The perfect home for these two psychos. Matthew Anderson

Deep breath. Lots of work to do, bargain aside. The “Womo” had been simplified by its prior owner(s) for camping at sites with services. As things in the motorhome broke that happened to be redundant to the plumbing, dish cleanup, or refrigeration usually offered at European campgrounds, they were removed. That process of gradual simplification, that occurred over decades it seems, left us with no fresh water or sewer system, only simplified electrics, and a heating system that was about as effective as dog breath.

It didn’t matter; the base was so solid that it meant we could customize it for the camping we planned to do. And, we were safe as far as the most heavily weighted check box when buying a Fiat—no apparent rust!

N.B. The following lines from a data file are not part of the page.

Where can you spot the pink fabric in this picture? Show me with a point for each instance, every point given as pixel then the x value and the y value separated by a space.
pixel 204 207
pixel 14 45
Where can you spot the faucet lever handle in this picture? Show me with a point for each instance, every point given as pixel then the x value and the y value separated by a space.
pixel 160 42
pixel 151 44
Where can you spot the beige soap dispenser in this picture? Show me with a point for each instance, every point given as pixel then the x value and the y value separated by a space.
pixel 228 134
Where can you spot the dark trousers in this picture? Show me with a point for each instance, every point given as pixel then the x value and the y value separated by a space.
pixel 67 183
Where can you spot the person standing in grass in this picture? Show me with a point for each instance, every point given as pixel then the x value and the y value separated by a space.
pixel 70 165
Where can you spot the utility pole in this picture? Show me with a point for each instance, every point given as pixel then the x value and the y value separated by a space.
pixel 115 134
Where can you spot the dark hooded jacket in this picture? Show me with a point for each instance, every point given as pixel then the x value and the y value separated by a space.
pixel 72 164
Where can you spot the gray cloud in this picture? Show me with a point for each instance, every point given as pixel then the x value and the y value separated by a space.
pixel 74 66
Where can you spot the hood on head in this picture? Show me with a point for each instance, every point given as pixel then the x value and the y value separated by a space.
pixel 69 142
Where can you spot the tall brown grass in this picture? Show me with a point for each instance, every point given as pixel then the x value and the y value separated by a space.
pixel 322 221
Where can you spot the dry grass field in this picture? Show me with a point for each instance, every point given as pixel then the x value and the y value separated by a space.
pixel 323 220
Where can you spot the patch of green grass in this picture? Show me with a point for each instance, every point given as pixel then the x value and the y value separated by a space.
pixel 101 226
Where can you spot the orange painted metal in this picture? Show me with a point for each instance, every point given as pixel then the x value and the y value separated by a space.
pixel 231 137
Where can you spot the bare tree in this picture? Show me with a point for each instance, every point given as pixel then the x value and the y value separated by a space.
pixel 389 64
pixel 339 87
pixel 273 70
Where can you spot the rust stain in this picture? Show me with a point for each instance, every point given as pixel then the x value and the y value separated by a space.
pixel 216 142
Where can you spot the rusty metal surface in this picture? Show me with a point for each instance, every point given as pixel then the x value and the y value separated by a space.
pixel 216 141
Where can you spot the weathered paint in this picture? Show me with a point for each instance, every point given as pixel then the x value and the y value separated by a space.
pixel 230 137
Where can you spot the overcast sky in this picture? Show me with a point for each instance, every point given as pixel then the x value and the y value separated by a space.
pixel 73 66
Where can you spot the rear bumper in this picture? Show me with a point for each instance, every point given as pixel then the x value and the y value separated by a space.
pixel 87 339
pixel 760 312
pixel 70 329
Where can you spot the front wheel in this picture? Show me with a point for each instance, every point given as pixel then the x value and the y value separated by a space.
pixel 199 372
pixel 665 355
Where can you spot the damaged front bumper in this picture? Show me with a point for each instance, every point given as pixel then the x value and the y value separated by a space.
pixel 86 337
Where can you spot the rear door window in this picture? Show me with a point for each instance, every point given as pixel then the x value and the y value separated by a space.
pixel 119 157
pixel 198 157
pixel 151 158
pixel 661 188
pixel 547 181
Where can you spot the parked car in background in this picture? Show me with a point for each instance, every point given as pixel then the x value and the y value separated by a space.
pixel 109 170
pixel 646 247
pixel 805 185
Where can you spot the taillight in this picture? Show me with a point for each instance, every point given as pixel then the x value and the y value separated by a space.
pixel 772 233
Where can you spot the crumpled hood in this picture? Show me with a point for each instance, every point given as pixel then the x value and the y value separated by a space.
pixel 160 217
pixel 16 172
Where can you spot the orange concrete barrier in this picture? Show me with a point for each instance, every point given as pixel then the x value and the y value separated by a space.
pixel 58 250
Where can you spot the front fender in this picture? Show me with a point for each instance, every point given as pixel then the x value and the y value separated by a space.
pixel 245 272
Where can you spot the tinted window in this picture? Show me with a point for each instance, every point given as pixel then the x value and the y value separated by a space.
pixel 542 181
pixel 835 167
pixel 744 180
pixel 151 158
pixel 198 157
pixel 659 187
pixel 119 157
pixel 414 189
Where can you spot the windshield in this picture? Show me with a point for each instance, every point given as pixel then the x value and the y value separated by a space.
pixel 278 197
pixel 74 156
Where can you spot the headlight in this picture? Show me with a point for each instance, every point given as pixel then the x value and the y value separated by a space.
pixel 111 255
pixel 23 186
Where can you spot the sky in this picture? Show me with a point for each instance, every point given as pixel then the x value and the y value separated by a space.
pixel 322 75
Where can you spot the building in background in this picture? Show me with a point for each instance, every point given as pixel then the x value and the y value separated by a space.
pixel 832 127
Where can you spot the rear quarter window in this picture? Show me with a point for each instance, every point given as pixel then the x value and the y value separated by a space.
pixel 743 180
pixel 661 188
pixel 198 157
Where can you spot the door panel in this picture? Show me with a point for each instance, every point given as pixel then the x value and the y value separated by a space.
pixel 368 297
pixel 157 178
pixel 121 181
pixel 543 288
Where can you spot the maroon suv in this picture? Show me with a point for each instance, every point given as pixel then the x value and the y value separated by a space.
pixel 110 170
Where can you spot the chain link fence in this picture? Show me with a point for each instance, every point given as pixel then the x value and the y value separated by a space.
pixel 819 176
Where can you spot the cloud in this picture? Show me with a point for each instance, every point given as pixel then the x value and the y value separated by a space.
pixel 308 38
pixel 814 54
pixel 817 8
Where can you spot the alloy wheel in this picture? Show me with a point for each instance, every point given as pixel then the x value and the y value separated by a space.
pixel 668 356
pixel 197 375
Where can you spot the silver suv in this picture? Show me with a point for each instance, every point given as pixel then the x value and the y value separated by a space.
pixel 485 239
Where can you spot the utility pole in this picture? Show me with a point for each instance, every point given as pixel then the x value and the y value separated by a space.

Let it begin. Matthew Anderson

Alright, so we owned a 29-year-old retrofuturistic spacevan… but where could we park it? By the grace of a magnificent holy power, the 6.18-meter-long (20.2 feet) camper managed to fit in front of our house. Behold, below, a monument to the wandering spirit of the 1980s European vacation, man-spreading laterally across the entire lot with just enough room to sneak a bike out of my front door and past the rear bumper. With the driver’s side mirror folded in, the trash truck could pass neatly by. My Porsche-owning neighbors were, ahem, bewildered.

They needn’t worry long. We’d soon be on our way.